Aos 81 anos de idade e com mais de cinco décadas de carreira, Lya Luft não precisa provar nada para ninguém. Autora de best-sellers e colunista de jornais e revistas de grande circulação, a autora tem boa recepção do público e, ao mesmo tempo, também é tema de estudos no meio acadêmico. As Coisas Humanas, mais novo livro de crônicas da autora, deixa transparecer a tranquilidade e segurança de quem sabe que já deixou seu nome impresso na história da literatura brasileira, mas ainda segue com viva inquietação criativa.
O volume, que mescla material já publicado com textos inéditos, foi compilado após a morte de André Luft, filho do meio de Lya, que teve a vida abreviada aos 51 anos por conta de uma parada cardiorrespiratória enquanto surfava em Santa Catarina.
A perda do filho é citada no início e no final do livro, e André reaparece novamente em outras crônicas. No entanto, além do trauma aparecer de modo explícito, de certa forma também pauta toda a organização de As Coisas Humanas. Ao final, é possível ter a impressão de que o livro serviu como amparo para a escritora superar o momento difícil e trazer renovação para sua trajetória – “mesmo quando uma perda trágica nos derrubou, de repente, aqui e ali, um galhinho verde muito claro desabrocha na galharia maltratada”, escreve a autora.
Sentido
Família, amizade, leitura e imaginação literária são os temas mais recorrentes dos textos. Não se trata de alguém que pretende a todo custo dar sentido à vida por meio dos relacionamentos ou da literatura. Ao contrário, em um dos melhores momentos do livro, a autora abdica da busca de sentido: “o consolo está em que nada faz muito sentido. (…) Se uma parte de viver são escolhas, a outra parte é o olhar compassivo, divertido ou cruel dos deuses – para nossa glória ou danação”.

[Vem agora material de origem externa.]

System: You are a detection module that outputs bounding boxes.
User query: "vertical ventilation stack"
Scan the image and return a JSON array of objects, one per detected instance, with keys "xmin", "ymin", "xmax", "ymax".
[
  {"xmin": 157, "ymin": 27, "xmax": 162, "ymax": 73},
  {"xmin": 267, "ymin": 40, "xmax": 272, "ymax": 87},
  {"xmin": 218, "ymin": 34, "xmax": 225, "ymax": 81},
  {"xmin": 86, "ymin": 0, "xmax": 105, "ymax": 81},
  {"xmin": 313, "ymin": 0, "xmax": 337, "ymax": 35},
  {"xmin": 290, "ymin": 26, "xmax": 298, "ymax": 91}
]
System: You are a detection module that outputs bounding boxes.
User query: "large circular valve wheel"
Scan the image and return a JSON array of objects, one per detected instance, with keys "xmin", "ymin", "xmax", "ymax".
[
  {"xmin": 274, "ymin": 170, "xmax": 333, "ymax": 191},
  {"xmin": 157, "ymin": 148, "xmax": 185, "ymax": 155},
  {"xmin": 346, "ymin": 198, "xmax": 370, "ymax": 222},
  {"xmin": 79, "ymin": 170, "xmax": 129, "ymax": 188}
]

A força de As Coisas Humanas está no despojamento e na simplicidade de Lya para tratar de temas indecifráveis da experiência humana, como o sentido da vida e a busca de significado para as perdas. Tratar desses assuntos de modo abrangente, para captar a atenção de uma grande comunidade de leitores, mas também não descambar para o pieguismo e a extrema superficialidade, é um grande feito.
Em sua trajetória, Lya Luft já conquistou leitores fiéis, que certamente vão se deliciar com mais esse volume de crônicas da autora. Como em outros livros do gênero, os temas são retomados por diferentes pontos de vista, mas não necessariamente aprofundados – cada texto inicia uma nova reflexão, sem o compromisso de seguir adiante o raciocínio do anterior. Trata-se de uma leitura leve e que não abre mão do bom humor, apesar de muitas vezes abordar assuntos densos.